Using a dynamic economic model that weighs the impact of immigrants on government revenues and expenditures, the study seeks to quantify the benefits of comprehensive immigration reform versus the enforcement-only approach. It finds that legalizing the entry of more low-skilled immigrants would result in economic gains of about $180 billion annually to U.S. households. A focus on more enforcement alone would not only result in an annual net economic loss of around $80 billion, say the authors, but fewer jobs, less investment and lower levels of consumption as well. "Modest savings in public expenditures would be more than offset by losses in economic output," says the report. 

In other news, the Asian-American Community flexed more muscle this week in the fight for immigration reform, covered by various news outlets. 

More Advertisers Drop Glenn Beck - More companies came out this week opting out of being associated with his xenophobic dinner theatre.  Hopefully the next step is: Glenn Beck off air.  Join in to "Stop the Race Baiting." Next - we Drop Dobbs and Limbaugh. 

Other headlines this week:

Immigration Reform is NOT Health Care Reform

White House Reiterates Commitment to Fixing the Broken Immigration System - let's keep on it!

White House Meeting on Immigration/NDN Backgrounder on Immigration Reform

Jorge Ramos: La Promesa

Only Three Fifths of a Person - More Deaths in DHS Detention

Weekly Immigration Update: Immigration Reform at NCLR Conference; 9500 Liberty Screening; and Discussion Tomorrow


Last week we blogged from NCLR, discussing the impact immigration reform impact the opportunities available to young people, and the role reform could play in encouraging young Latinas particularly to seize these opportunities.  

Also at NCLR, Gov.
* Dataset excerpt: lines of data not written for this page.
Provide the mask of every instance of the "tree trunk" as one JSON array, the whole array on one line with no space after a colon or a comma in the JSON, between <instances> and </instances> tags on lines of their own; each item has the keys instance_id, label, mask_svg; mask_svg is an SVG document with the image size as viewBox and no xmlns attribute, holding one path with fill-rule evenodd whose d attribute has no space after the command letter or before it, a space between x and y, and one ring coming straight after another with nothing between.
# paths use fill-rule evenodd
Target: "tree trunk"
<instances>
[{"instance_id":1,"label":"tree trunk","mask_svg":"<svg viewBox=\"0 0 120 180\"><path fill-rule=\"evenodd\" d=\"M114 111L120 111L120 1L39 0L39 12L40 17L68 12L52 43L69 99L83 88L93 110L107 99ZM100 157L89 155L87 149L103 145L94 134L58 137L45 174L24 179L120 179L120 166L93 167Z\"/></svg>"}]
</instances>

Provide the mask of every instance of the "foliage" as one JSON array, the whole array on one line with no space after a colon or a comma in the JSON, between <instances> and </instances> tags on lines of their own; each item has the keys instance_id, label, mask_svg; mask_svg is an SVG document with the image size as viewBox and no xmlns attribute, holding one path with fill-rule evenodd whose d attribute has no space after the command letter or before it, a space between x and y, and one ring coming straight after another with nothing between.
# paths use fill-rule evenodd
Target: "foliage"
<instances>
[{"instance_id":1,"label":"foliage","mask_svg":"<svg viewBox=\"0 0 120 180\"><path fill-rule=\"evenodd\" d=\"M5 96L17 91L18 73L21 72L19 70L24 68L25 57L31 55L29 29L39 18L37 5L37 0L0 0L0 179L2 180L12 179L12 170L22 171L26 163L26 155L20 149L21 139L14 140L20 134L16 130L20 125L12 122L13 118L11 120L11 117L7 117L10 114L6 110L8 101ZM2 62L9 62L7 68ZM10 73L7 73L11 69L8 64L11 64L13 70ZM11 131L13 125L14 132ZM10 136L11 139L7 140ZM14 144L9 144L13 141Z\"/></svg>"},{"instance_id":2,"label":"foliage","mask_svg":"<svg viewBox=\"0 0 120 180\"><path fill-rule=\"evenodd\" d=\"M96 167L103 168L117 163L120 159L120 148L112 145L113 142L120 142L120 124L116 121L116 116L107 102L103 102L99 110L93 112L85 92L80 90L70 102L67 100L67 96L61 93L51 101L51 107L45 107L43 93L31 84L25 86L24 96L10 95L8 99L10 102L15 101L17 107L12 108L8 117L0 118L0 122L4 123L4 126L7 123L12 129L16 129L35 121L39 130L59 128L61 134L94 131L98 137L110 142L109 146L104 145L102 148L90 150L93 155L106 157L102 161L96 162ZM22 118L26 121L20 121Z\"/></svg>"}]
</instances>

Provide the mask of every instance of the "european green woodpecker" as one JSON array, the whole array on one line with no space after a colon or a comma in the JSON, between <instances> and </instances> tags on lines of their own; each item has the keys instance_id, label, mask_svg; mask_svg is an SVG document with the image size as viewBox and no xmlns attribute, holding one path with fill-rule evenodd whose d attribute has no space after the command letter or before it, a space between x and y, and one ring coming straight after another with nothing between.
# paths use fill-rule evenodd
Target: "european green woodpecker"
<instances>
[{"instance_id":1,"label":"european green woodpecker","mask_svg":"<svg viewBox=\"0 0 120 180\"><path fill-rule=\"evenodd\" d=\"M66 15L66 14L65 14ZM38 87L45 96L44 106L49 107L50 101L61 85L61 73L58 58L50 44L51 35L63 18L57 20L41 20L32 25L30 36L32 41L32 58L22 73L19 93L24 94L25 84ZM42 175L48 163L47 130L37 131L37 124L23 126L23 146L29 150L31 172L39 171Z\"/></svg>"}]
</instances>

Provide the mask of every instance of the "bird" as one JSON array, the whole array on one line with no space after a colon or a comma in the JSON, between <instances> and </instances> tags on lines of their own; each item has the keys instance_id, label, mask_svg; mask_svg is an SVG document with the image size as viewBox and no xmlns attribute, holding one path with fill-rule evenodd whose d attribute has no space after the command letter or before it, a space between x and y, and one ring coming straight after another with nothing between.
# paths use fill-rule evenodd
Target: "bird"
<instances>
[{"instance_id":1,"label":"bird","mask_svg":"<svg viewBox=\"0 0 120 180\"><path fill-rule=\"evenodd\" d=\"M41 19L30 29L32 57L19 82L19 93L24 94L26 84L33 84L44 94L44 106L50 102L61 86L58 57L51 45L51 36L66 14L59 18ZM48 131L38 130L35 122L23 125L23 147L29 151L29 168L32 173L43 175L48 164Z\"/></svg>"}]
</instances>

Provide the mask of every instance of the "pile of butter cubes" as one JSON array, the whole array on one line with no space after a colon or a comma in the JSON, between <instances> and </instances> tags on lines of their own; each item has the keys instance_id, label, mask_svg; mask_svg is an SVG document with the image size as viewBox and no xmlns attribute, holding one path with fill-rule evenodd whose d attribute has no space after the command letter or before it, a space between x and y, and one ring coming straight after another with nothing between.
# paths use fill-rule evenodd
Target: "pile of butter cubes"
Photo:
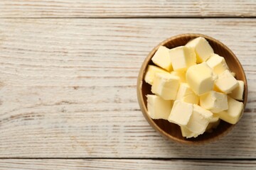
<instances>
[{"instance_id":1,"label":"pile of butter cubes","mask_svg":"<svg viewBox=\"0 0 256 170\"><path fill-rule=\"evenodd\" d=\"M160 46L144 80L151 85L148 114L181 127L182 135L196 137L223 120L235 124L241 117L244 82L237 80L225 59L202 37L184 46Z\"/></svg>"}]
</instances>

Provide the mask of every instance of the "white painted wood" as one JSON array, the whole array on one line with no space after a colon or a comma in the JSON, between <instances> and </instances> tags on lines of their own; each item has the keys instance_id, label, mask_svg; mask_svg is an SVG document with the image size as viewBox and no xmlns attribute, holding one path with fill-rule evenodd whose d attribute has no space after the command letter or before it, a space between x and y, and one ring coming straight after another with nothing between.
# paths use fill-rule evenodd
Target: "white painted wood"
<instances>
[{"instance_id":1,"label":"white painted wood","mask_svg":"<svg viewBox=\"0 0 256 170\"><path fill-rule=\"evenodd\" d=\"M255 19L0 23L0 157L255 158ZM226 44L248 79L243 118L228 136L204 146L163 139L137 101L144 59L161 41L184 33Z\"/></svg>"},{"instance_id":2,"label":"white painted wood","mask_svg":"<svg viewBox=\"0 0 256 170\"><path fill-rule=\"evenodd\" d=\"M0 169L255 169L256 161L152 159L0 159Z\"/></svg>"},{"instance_id":3,"label":"white painted wood","mask_svg":"<svg viewBox=\"0 0 256 170\"><path fill-rule=\"evenodd\" d=\"M255 16L254 0L1 0L0 17Z\"/></svg>"}]
</instances>

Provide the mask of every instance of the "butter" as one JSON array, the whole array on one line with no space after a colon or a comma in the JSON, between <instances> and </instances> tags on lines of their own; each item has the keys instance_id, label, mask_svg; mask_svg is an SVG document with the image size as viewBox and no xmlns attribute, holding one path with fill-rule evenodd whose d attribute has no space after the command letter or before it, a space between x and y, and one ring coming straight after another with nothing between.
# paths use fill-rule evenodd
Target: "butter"
<instances>
[{"instance_id":1,"label":"butter","mask_svg":"<svg viewBox=\"0 0 256 170\"><path fill-rule=\"evenodd\" d=\"M228 108L227 95L210 91L200 96L200 106L213 113L223 111Z\"/></svg>"},{"instance_id":2,"label":"butter","mask_svg":"<svg viewBox=\"0 0 256 170\"><path fill-rule=\"evenodd\" d=\"M190 131L184 126L181 126L181 130L182 136L186 137L186 138L191 138L192 137L196 137L198 136L198 134L196 134L196 133Z\"/></svg>"},{"instance_id":3,"label":"butter","mask_svg":"<svg viewBox=\"0 0 256 170\"><path fill-rule=\"evenodd\" d=\"M149 65L146 68L146 74L144 77L144 80L146 83L149 84L150 85L152 85L154 77L156 73L165 73L165 74L169 74L164 69L162 69L154 65Z\"/></svg>"},{"instance_id":4,"label":"butter","mask_svg":"<svg viewBox=\"0 0 256 170\"><path fill-rule=\"evenodd\" d=\"M199 97L185 83L180 84L176 99L192 104L198 104L199 102Z\"/></svg>"},{"instance_id":5,"label":"butter","mask_svg":"<svg viewBox=\"0 0 256 170\"><path fill-rule=\"evenodd\" d=\"M208 42L202 37L189 41L185 46L191 47L196 52L197 63L206 61L214 53Z\"/></svg>"},{"instance_id":6,"label":"butter","mask_svg":"<svg viewBox=\"0 0 256 170\"><path fill-rule=\"evenodd\" d=\"M186 83L186 71L174 71L171 72L171 75L177 76L180 78L180 81L181 83Z\"/></svg>"},{"instance_id":7,"label":"butter","mask_svg":"<svg viewBox=\"0 0 256 170\"><path fill-rule=\"evenodd\" d=\"M152 62L159 67L171 72L172 69L169 55L169 49L164 46L159 46L159 49L152 57Z\"/></svg>"},{"instance_id":8,"label":"butter","mask_svg":"<svg viewBox=\"0 0 256 170\"><path fill-rule=\"evenodd\" d=\"M194 104L192 115L186 128L195 134L201 135L206 131L212 118L213 113L210 111Z\"/></svg>"},{"instance_id":9,"label":"butter","mask_svg":"<svg viewBox=\"0 0 256 170\"><path fill-rule=\"evenodd\" d=\"M164 100L153 94L148 94L146 97L148 114L150 118L167 120L171 110L173 101Z\"/></svg>"},{"instance_id":10,"label":"butter","mask_svg":"<svg viewBox=\"0 0 256 170\"><path fill-rule=\"evenodd\" d=\"M188 124L193 113L193 104L175 101L168 120L180 126Z\"/></svg>"},{"instance_id":11,"label":"butter","mask_svg":"<svg viewBox=\"0 0 256 170\"><path fill-rule=\"evenodd\" d=\"M165 100L175 100L179 86L179 78L170 74L156 73L151 91Z\"/></svg>"},{"instance_id":12,"label":"butter","mask_svg":"<svg viewBox=\"0 0 256 170\"><path fill-rule=\"evenodd\" d=\"M210 120L209 124L206 128L206 131L208 132L211 132L213 129L215 129L220 124L220 119L218 114L213 113L213 118Z\"/></svg>"},{"instance_id":13,"label":"butter","mask_svg":"<svg viewBox=\"0 0 256 170\"><path fill-rule=\"evenodd\" d=\"M185 46L171 49L169 55L174 71L184 71L191 65L196 64L194 51Z\"/></svg>"},{"instance_id":14,"label":"butter","mask_svg":"<svg viewBox=\"0 0 256 170\"><path fill-rule=\"evenodd\" d=\"M245 89L245 83L242 81L238 80L238 86L231 91L229 96L235 99L242 101L242 94Z\"/></svg>"},{"instance_id":15,"label":"butter","mask_svg":"<svg viewBox=\"0 0 256 170\"><path fill-rule=\"evenodd\" d=\"M219 74L218 79L215 82L218 89L225 94L230 94L238 86L238 82L228 69Z\"/></svg>"},{"instance_id":16,"label":"butter","mask_svg":"<svg viewBox=\"0 0 256 170\"><path fill-rule=\"evenodd\" d=\"M228 96L228 109L218 113L220 118L231 124L235 124L242 116L242 102L238 101Z\"/></svg>"},{"instance_id":17,"label":"butter","mask_svg":"<svg viewBox=\"0 0 256 170\"><path fill-rule=\"evenodd\" d=\"M210 68L213 69L213 72L216 74L219 74L225 70L229 69L224 57L216 54L212 55L206 61L206 63Z\"/></svg>"},{"instance_id":18,"label":"butter","mask_svg":"<svg viewBox=\"0 0 256 170\"><path fill-rule=\"evenodd\" d=\"M186 74L186 79L196 95L201 95L213 90L213 73L206 62L189 67Z\"/></svg>"}]
</instances>

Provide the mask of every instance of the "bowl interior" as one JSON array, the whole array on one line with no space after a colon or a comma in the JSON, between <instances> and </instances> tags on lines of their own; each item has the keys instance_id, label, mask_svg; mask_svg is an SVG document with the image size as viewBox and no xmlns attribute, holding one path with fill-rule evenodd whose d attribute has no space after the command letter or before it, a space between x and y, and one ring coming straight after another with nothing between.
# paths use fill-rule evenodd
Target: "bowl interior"
<instances>
[{"instance_id":1,"label":"bowl interior","mask_svg":"<svg viewBox=\"0 0 256 170\"><path fill-rule=\"evenodd\" d=\"M225 57L227 64L228 65L230 70L235 73L236 79L238 80L242 80L245 82L243 103L245 107L245 104L247 102L247 86L245 74L240 62L238 61L235 55L231 52L231 50L228 49L225 45L215 40L214 38L205 35L183 34L169 38L166 40L162 42L155 48L154 48L153 50L149 54L148 57L146 58L144 63L142 64L138 77L138 100L142 111L147 121L155 130L156 130L162 135L167 137L168 139L171 139L174 141L186 144L201 144L214 141L228 132L234 126L234 125L231 125L221 120L220 125L216 129L213 130L213 132L205 132L204 134L199 135L196 138L192 137L189 139L186 139L186 137L182 137L181 129L178 125L174 123L169 123L168 120L152 120L149 118L146 113L147 109L146 95L151 94L152 93L151 91L151 85L148 84L144 81L144 76L147 65L154 65L154 64L151 62L151 59L156 52L159 45L164 45L171 49L176 47L178 46L184 45L189 40L199 36L205 38L209 42L209 44L213 47L215 53Z\"/></svg>"}]
</instances>

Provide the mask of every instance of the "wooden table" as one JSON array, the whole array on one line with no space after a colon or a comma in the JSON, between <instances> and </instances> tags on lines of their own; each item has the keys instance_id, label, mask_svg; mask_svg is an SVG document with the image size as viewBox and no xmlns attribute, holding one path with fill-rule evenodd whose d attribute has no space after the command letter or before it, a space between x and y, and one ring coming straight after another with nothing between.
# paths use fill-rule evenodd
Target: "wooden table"
<instances>
[{"instance_id":1,"label":"wooden table","mask_svg":"<svg viewBox=\"0 0 256 170\"><path fill-rule=\"evenodd\" d=\"M256 169L256 1L1 0L0 169ZM215 142L164 140L137 76L171 36L227 45L249 84L244 116Z\"/></svg>"}]
</instances>

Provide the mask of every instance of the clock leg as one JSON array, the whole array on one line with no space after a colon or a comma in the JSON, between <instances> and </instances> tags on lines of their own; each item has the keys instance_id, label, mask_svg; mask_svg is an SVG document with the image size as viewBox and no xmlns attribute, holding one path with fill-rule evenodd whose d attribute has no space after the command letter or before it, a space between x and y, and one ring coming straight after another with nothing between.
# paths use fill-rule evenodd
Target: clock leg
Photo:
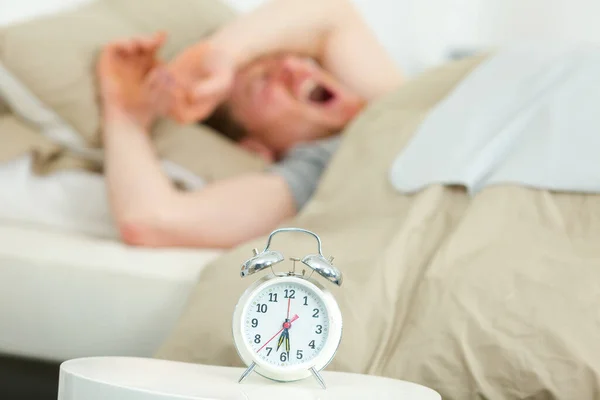
<instances>
[{"instance_id":1,"label":"clock leg","mask_svg":"<svg viewBox=\"0 0 600 400\"><path fill-rule=\"evenodd\" d=\"M310 369L310 372L313 373L313 376L319 382L319 385L321 385L321 387L323 389L327 389L327 387L325 386L325 381L323 380L323 377L321 377L321 375L319 375L319 372L317 372L317 370L315 369L315 367L312 367Z\"/></svg>"},{"instance_id":2,"label":"clock leg","mask_svg":"<svg viewBox=\"0 0 600 400\"><path fill-rule=\"evenodd\" d=\"M255 367L256 367L256 363L250 364L250 366L248 367L248 369L246 371L244 371L244 373L242 374L242 376L240 376L240 380L238 381L238 383L242 383L242 381L244 379L246 379L248 377L248 375L250 375L252 373L252 371L254 371Z\"/></svg>"}]
</instances>

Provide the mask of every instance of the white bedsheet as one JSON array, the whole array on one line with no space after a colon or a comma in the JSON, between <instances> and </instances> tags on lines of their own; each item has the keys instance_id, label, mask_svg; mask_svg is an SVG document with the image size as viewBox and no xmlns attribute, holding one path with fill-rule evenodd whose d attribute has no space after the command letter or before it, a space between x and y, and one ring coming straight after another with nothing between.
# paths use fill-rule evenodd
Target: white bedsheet
<instances>
[{"instance_id":1,"label":"white bedsheet","mask_svg":"<svg viewBox=\"0 0 600 400\"><path fill-rule=\"evenodd\" d=\"M85 171L36 176L29 156L0 164L0 219L118 237L102 176Z\"/></svg>"},{"instance_id":2,"label":"white bedsheet","mask_svg":"<svg viewBox=\"0 0 600 400\"><path fill-rule=\"evenodd\" d=\"M435 183L600 193L600 46L524 44L469 75L398 155L401 192Z\"/></svg>"},{"instance_id":3,"label":"white bedsheet","mask_svg":"<svg viewBox=\"0 0 600 400\"><path fill-rule=\"evenodd\" d=\"M163 168L192 190L204 185L201 178L173 163L163 161ZM82 170L38 176L31 171L29 156L0 164L0 219L118 238L103 176Z\"/></svg>"},{"instance_id":4,"label":"white bedsheet","mask_svg":"<svg viewBox=\"0 0 600 400\"><path fill-rule=\"evenodd\" d=\"M132 248L101 176L0 165L0 353L152 356L216 250Z\"/></svg>"},{"instance_id":5,"label":"white bedsheet","mask_svg":"<svg viewBox=\"0 0 600 400\"><path fill-rule=\"evenodd\" d=\"M152 356L220 254L131 248L0 219L0 353Z\"/></svg>"}]
</instances>

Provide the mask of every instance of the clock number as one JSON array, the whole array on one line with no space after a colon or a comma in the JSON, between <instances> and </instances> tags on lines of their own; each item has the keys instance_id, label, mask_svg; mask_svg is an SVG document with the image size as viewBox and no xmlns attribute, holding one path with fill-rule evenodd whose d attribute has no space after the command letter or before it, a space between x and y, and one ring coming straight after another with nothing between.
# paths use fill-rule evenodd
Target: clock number
<instances>
[{"instance_id":1,"label":"clock number","mask_svg":"<svg viewBox=\"0 0 600 400\"><path fill-rule=\"evenodd\" d=\"M266 304L257 304L256 312L265 314L267 312L267 305Z\"/></svg>"}]
</instances>

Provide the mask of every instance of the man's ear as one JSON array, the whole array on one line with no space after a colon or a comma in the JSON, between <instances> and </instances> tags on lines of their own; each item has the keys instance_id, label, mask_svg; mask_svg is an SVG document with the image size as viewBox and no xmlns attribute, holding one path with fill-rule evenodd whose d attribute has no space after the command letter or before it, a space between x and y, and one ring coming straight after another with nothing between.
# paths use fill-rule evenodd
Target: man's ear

Tim Kaine delivered a moving - fully bilingual - address, showing that a person is no less "American," or hard working, or deserving, just because they are fortunate enough to know more than one language.  He touched on a number of topics, ranging from Health Care to the Judge Sotomayor nomination, but when he discussed immigration reform, he emphasized:

I also want to reiterate that the President is committed to comprehensive immigration reform—it’s needed, and the wheels are already in motion.

Given that those wheels are in motion at the national level, we will be hosting a discussion tomorrow about the policy and politics of immigration reform - don't miss it, RSVP here

We ended last week gearing up for tomorrow's discussion by hosting a select screening with the filmmakers of 9500 Liberty, Annabel Park and Eric Byler.  This powerful documentary takes you through the journey of a community that was torn apart as it became a microcosm of the national debate over immigration, one year before the national elections. 


Weekly Immigration Update; from NCLR

Chicago, IL - The Annual Conference of the National Council of La Raza (NCLR) started off with a bang on Saturday.  President Janet Murguia delivered an impassioned speech on the state of Latinos today and called to all of us for action on the various fronts discussed at this conference - Health Care, Education, Civil Rights, Immigration Reform, and Leadership building.  When one advocates for one issue, it is easy to forget that there is a spectrum of other concerns that affect the Latino community in equal measure.  While the Hispanic community at NCLR reminds us of these other issues at the forefront of Hispanic voters' minds, there is a unifying thread - concern for demonization and de-humanization of Hispanics.  That is how immigration is linked to all other issues - in conversations with activists from all areas, immigration remains a threshold issue for everyone.  With this audience, a candidate for public office could have an impeccable tax, health care, or education proposal, but if the idea is that certain people cannot have access because they are "foreign" (even if they are legal immigrants), the buck stops there. 

Sen. Dick Durbin renewed his call for passage of the DREAM Act, that could change the lives of so many young people here in Illinois who have gone to school - high school and often college - only to be kept in waiting of the promise of DREAM.  It is a hopeful sign that Sen. Durbin will similarly serve as a loud voice for comprehensive immigration reform - DREAM and all the other pieces - as legislation hits the Senate floor this Fall.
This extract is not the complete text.